Psy & Changelings 05 - Hostage to Pleasure
made him animal in his possessiveness, so be it.
After Keenan left, Ashaya went back upstairs and began to pack her stuff. “I have to move as well. Nate and Tammy’s cubs returned tonight, didn’t they?”
“Yeah.” He’d already made the same decision, but the leopard was proud of her instinctive need to protect the pack’s young. “We definitely need to get out of here if Amara’s hunting.”
Ashaya halted in the act of closing up her bag. “You’re angry.”
Angry didn’t even come close. “Tell me about Amara being Keenan’s mother.”
“I don’t know if I want to with you growling at me.”
His hands clenched. “Sugar, I’m this close to tearing off your clothes and teaching you exactly how badly I take you keeping secrets from me. Your choice. Talk or get naked.”
Ashaya felt her throat dry up. “You won’t hurt me.”
“No. But I bet I can make you whimper.”
Her thighs pressed together and she knew he was right. Part of her, the part that had been fascinated with Dorian since the moment she first heard his voice, was tempted to taunt him until he made good on his promise. However, right now she needed to keep her wits about her. “Amara is Keenan’s biological mother. Both the level of his intelligence and his lack of a fail-safe switch come from her. But I’m his mother in every way that counts.”
“I’m not arguing.” His tone had smoothed out a little, but the growl was still there, under the surface. “What I don’t get is—you were both in the Council substructure. How could anyone not know which one of you was pregnant?”
“We’re so identical that people—and even Psy are prone to this failing—often mixed us up.
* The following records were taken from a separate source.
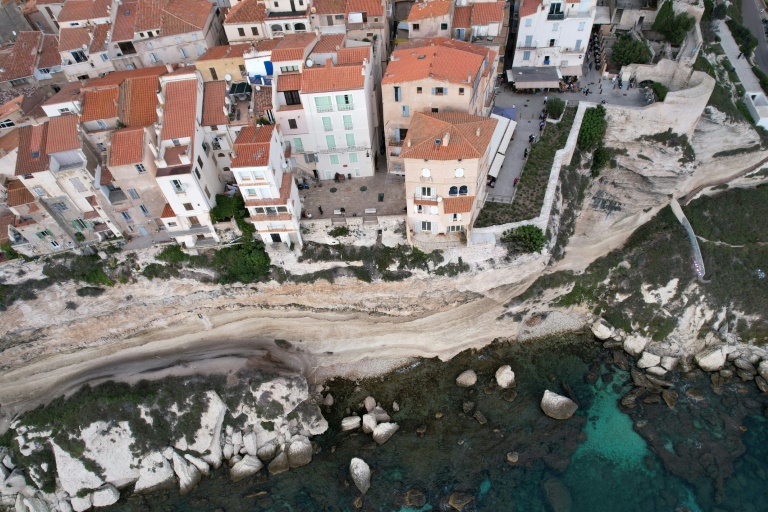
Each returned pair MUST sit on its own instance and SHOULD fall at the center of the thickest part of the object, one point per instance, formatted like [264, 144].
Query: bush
[674, 27]
[628, 50]
[525, 239]
[555, 108]
[592, 128]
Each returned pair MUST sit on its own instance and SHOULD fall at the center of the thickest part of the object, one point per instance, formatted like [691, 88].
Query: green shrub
[555, 108]
[628, 50]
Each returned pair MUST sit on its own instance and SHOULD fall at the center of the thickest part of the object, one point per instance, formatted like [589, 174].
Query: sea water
[604, 458]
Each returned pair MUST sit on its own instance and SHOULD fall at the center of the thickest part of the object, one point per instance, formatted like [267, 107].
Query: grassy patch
[529, 197]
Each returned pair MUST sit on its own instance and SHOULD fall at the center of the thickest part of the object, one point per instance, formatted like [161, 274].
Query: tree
[628, 50]
[525, 239]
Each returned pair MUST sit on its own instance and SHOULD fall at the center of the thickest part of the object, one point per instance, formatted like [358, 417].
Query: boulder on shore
[466, 379]
[361, 474]
[505, 377]
[557, 406]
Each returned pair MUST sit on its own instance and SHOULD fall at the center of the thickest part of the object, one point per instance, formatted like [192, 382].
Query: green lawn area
[529, 197]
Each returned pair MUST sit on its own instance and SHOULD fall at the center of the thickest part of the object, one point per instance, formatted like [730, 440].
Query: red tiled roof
[423, 10]
[18, 194]
[460, 204]
[247, 11]
[213, 103]
[139, 101]
[372, 7]
[340, 78]
[33, 156]
[124, 21]
[126, 147]
[180, 101]
[292, 47]
[233, 51]
[49, 54]
[252, 146]
[487, 12]
[329, 43]
[462, 17]
[354, 55]
[288, 82]
[100, 104]
[62, 134]
[19, 60]
[469, 136]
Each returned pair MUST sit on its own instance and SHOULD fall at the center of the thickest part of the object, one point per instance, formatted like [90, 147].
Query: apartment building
[269, 190]
[186, 171]
[433, 75]
[552, 41]
[329, 117]
[446, 158]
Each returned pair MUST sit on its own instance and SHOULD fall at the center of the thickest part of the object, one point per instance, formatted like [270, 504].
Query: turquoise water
[602, 459]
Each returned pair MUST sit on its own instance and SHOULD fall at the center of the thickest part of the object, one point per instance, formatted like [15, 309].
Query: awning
[534, 77]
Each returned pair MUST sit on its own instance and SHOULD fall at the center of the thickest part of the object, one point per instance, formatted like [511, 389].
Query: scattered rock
[466, 379]
[384, 431]
[248, 466]
[648, 360]
[361, 474]
[505, 377]
[556, 406]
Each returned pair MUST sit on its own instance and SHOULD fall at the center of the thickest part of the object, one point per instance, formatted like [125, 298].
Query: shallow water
[596, 461]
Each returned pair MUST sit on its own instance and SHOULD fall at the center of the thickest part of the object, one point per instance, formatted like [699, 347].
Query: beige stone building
[433, 75]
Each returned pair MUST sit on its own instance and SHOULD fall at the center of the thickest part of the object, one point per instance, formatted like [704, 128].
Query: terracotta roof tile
[213, 103]
[372, 7]
[487, 12]
[62, 134]
[100, 104]
[252, 146]
[139, 101]
[49, 55]
[329, 43]
[125, 19]
[423, 10]
[346, 56]
[179, 119]
[460, 204]
[292, 47]
[469, 136]
[19, 60]
[247, 11]
[18, 194]
[339, 78]
[462, 17]
[126, 146]
[288, 82]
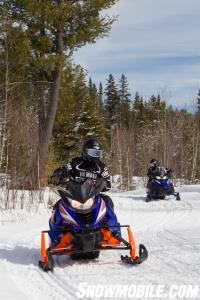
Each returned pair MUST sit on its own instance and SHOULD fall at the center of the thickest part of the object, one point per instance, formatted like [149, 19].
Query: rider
[89, 165]
[154, 170]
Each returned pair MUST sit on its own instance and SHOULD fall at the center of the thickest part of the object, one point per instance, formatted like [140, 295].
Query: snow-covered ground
[170, 230]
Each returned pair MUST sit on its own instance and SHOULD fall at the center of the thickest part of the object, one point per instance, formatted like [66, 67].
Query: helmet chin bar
[90, 158]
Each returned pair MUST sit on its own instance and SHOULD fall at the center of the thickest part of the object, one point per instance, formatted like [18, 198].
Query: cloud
[155, 43]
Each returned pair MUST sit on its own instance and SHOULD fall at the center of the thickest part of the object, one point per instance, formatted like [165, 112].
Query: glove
[55, 180]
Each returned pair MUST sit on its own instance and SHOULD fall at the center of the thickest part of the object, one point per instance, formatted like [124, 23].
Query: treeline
[48, 107]
[132, 130]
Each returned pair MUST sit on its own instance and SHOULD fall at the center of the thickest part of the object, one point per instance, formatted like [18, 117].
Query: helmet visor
[94, 152]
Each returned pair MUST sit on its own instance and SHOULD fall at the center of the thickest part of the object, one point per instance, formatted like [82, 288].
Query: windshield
[84, 191]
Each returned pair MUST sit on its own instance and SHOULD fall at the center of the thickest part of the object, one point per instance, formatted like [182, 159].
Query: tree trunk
[46, 120]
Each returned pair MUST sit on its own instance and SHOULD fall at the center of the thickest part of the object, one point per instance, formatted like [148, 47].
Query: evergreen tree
[112, 101]
[125, 100]
[54, 29]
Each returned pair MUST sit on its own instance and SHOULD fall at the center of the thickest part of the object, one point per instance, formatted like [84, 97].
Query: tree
[125, 101]
[112, 102]
[54, 29]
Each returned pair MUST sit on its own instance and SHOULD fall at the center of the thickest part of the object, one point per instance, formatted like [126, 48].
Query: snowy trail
[169, 230]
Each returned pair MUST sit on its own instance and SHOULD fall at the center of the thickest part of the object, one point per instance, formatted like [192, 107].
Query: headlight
[77, 205]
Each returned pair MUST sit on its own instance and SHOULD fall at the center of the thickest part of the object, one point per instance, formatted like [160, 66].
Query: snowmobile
[160, 187]
[83, 223]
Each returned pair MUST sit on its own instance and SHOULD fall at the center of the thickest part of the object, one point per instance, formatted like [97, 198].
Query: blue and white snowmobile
[160, 186]
[83, 223]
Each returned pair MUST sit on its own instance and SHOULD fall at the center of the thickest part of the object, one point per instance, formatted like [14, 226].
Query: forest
[48, 106]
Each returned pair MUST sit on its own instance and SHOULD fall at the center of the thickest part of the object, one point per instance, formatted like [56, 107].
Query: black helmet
[154, 163]
[92, 150]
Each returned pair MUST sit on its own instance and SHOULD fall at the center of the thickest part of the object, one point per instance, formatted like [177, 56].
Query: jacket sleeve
[63, 171]
[106, 176]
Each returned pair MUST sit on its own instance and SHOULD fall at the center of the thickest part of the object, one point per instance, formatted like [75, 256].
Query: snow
[168, 228]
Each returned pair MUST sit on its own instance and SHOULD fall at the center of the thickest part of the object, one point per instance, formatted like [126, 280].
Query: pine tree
[125, 101]
[54, 29]
[112, 101]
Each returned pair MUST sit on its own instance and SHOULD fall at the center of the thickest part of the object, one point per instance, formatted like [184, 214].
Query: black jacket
[79, 169]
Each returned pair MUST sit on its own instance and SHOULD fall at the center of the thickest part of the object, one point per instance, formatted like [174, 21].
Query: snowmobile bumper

Not only that, but we worked in the same lab, on the same projects. We made the decision early, and it wasn’t hard to imitate one another once the pregnancy began showing. Those months, I allowed Amara to shadow my mind and vice versa.” It had been worth every painful second. “We did get lucky once—when they tied my tubes. Since physical injury wasn’t the point, the medics used noninvasive keyhole surgery.” If they had opened Ashaya up, there was a good chance her body would’ve given her away.
Dorian grabbed the bag as she closed the last flap. “Come on—you can tell me the rest on the way.” He headed downstairs and out to the car.
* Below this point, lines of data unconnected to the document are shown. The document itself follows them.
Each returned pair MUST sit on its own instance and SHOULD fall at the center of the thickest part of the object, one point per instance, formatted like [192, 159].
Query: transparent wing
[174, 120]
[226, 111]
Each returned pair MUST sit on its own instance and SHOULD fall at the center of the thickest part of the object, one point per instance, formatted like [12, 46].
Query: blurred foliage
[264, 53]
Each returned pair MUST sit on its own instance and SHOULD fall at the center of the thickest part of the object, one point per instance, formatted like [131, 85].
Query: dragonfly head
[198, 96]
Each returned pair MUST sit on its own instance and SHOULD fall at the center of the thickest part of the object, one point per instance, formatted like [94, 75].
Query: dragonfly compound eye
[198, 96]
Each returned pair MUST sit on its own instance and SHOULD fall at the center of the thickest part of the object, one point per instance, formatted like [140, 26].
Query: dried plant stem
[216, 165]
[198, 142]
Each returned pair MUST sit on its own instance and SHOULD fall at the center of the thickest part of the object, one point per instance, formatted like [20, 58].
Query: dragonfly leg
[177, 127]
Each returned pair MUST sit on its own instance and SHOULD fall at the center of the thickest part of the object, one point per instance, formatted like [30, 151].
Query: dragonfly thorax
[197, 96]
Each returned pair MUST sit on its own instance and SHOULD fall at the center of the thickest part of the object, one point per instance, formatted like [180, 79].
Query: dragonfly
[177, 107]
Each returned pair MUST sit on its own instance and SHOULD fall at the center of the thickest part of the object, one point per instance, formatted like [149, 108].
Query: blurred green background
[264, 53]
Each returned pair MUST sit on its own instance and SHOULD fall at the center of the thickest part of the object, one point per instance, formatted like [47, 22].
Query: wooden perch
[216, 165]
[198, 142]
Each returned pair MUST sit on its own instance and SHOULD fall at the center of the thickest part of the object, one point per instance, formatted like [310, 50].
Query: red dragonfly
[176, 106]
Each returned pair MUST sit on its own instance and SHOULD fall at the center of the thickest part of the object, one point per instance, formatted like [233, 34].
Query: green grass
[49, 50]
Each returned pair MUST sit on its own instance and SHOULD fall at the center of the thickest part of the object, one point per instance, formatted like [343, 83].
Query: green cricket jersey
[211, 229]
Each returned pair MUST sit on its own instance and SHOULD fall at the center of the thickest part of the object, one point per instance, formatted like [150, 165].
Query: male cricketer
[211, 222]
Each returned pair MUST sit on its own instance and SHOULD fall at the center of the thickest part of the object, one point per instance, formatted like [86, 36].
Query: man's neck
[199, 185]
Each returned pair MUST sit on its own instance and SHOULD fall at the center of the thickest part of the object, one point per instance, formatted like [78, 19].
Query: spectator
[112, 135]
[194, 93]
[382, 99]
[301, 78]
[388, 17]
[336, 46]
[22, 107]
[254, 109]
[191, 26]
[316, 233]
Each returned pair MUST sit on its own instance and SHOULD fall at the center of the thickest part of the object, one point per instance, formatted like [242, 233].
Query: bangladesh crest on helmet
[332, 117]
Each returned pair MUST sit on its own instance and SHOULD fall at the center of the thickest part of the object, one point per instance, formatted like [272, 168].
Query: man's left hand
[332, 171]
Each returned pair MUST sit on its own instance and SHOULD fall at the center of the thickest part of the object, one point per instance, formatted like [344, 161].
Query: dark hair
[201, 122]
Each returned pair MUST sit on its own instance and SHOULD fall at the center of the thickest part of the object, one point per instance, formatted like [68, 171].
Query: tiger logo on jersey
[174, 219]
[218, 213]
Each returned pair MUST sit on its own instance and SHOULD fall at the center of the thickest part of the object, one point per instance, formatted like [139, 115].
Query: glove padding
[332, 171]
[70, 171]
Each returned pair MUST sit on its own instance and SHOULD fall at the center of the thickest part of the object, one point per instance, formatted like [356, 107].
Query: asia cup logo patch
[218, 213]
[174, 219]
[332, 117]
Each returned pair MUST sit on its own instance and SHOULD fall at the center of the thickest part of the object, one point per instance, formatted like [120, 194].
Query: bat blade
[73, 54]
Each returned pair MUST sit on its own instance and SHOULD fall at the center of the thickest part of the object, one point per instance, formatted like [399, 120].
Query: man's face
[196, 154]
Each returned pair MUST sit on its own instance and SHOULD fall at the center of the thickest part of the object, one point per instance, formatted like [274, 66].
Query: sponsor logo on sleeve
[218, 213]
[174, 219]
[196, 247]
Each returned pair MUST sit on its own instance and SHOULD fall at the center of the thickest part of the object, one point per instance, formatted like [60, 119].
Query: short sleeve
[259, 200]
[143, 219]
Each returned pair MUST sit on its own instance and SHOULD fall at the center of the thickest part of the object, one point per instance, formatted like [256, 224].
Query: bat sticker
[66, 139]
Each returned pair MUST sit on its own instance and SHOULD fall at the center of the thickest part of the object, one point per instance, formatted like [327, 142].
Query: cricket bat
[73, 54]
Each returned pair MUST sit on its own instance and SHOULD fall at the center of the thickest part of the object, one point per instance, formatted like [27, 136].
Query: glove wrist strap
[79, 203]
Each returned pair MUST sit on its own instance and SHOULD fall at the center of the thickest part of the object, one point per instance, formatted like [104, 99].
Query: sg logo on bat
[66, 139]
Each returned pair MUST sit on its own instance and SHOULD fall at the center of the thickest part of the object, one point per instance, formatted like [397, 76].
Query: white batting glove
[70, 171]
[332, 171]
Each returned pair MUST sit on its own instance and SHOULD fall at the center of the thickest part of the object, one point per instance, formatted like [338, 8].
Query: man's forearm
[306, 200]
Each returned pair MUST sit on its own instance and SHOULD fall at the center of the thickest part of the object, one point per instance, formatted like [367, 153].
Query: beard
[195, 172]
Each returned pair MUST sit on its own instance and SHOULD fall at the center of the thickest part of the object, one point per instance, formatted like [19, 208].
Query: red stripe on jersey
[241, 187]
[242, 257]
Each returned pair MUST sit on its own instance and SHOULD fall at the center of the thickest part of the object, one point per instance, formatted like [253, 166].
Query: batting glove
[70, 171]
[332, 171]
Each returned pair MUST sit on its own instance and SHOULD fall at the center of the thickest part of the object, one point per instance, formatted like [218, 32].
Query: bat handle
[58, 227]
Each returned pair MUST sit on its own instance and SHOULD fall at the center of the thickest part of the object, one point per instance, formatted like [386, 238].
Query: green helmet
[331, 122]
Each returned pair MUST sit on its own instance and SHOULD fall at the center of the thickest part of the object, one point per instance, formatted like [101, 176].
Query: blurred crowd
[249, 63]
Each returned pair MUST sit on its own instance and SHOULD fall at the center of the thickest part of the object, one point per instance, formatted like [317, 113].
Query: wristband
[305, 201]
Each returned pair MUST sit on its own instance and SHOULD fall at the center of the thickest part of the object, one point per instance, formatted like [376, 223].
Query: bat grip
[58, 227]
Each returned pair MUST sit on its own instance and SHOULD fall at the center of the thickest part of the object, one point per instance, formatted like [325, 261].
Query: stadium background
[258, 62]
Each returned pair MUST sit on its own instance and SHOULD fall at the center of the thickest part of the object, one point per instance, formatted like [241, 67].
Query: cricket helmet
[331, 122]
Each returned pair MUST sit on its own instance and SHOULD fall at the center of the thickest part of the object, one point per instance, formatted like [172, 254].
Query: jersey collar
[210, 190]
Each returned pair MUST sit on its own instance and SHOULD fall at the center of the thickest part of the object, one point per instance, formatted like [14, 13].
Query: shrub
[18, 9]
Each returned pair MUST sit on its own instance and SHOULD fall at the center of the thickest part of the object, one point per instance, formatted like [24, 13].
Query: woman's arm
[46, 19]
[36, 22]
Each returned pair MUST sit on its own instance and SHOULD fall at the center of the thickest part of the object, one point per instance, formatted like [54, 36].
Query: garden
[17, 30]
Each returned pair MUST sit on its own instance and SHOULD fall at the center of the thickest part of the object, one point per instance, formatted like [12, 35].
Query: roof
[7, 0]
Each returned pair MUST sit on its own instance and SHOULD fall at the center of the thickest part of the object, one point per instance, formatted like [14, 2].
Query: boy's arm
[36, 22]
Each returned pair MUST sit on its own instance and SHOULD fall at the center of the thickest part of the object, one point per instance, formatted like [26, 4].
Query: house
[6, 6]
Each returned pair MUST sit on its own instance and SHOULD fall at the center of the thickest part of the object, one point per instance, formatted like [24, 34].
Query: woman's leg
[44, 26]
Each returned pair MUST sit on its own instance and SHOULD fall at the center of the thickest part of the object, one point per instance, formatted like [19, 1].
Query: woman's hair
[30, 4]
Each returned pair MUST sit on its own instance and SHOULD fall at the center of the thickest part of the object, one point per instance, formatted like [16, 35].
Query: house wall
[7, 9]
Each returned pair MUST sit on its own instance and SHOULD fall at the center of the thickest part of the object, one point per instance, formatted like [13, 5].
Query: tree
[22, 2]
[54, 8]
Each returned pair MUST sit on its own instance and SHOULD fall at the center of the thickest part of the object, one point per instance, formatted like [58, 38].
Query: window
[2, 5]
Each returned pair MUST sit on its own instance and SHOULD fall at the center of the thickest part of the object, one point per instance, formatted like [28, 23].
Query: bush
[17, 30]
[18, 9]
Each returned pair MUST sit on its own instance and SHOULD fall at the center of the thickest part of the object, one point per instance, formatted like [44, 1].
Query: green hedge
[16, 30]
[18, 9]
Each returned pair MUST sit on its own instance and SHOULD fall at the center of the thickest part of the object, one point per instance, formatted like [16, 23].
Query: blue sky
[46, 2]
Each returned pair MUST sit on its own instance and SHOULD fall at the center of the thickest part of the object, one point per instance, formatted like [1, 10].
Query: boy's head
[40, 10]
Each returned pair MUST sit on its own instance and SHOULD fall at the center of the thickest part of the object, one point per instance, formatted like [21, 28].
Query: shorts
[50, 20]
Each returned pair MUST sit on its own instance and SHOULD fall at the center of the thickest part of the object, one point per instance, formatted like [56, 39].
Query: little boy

Nate and Tammy watched them drive off, the senior sentinel standing with his mate in the circle of his arms. I want that, Dorian thought. A family. His mate safe with him. His child sleeping within hearing distance.
But at this precise second, he was well beyond annoyed with said mate. “What was the trigger for the swap?” he said as he pulled out onto the main road.
“Don’t. Growl. At. Me.”
He hadn’t even realized he was making the angry sound. “Talk.”
Her back stiffened but she answered, speaking so fast he could barely separate out the words. “Amara used her own eggs and donor sperm to create an embryo, which she then infected with a disease. She intended to kill the fetus when it was born and dissect sections of its brain to study the progress of that infection.”
The horror of it stunned Dorian. It took him several minutes to fight past the clawing protectiveness of the cat. “She intended to kill her own child?” Kill Keenan.
“I told you,” Ashaya said, voice trembling with a mix of anger and anguish, “Amara doesn’t really see people as people. The only person she’s ever seen as human is me—and until Keenan, I was able to keep her from crossing the line into murder.”
He tried to wrap his mind around the sheer weight of that responsibility and couldn’t. How the hell had Ashaya survived? “Can’t have been easy.”
“Actually, it was,” she said to his surprise. “She’s a sociopath, but she has no desire to kill for the sake of it. She is, in fact, the perfect scientist in her capacity to be completely impartial, and science is her life. All I had to do was keep an eye out to make sure she was being given work that challenged her.” A shaky breath. “But this time, the science was going to lead to death. I knew I’d kill her before I allowed her to harm the baby. Except . . .”
He shook his head. “I understand that it must be hell to even consider killing your twin, but women have a way of being feral about their cubs. You’re no different. Why is Amara still alive?”